O estamento público, seja os políticos ou funcionalismo, certamente vão provar da crise à medida que os tributos e impostos minguam. O estado do Rio de Janeiro é um bom exemplo.
Uma inflação, desinflação, negativa de 4% originando fuga em massa dos 10.500 fundos de investimento detonara todas as análises. Fundos lastreados em títulos do governo não terão como atender aos resgates. Uma corrida aos bancos pode ser o, lamentável, resultado.
Infelizmente…
Thomas Piketty fez um levantamento do início do século XX até os dias atuais.
Em todas a crise e guerras é renda dos trabalhadores do setor privado é que entra em colapso.

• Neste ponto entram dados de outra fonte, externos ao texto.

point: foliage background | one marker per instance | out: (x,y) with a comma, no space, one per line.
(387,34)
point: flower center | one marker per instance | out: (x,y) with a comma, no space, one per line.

A renda dos funcionários públicos tem leve queda ou muitas vezes nem isto.
E levando-se em conta que os dados abrangem vários países desenvolvidos inclusive aqueles em que o funcionalismo público não tem estabilidade e as leis são praticamente iguais as da iniciativa privada.
A conclusão são duas:
1-Quem decide são os políticos, que não são “proprietários” e portanto tem responsabilidade limitada e transitória sobre a questão, e evitam portanto maiores problemas.
2-Os funcionários públicos tem um poder de pressão muito maior que qualquer trabalhador privado. Só para pontuar uma delas, muitas funções por eles exercidas são monopólio do estado, portanto quando são paralisadas não tem uma segunda opção ou concorrente para amenizar o problema.
Discordo do Thomas Piketty, pois a minoria é função exclusivamente de estado como segurança, justiça e relações exteriores… a grande maioria do funcionalismo público, que está recebendo um calote, vide caso do RJ, é substituível pelo setor privado… acabou o mito da estabilidade no serviço público…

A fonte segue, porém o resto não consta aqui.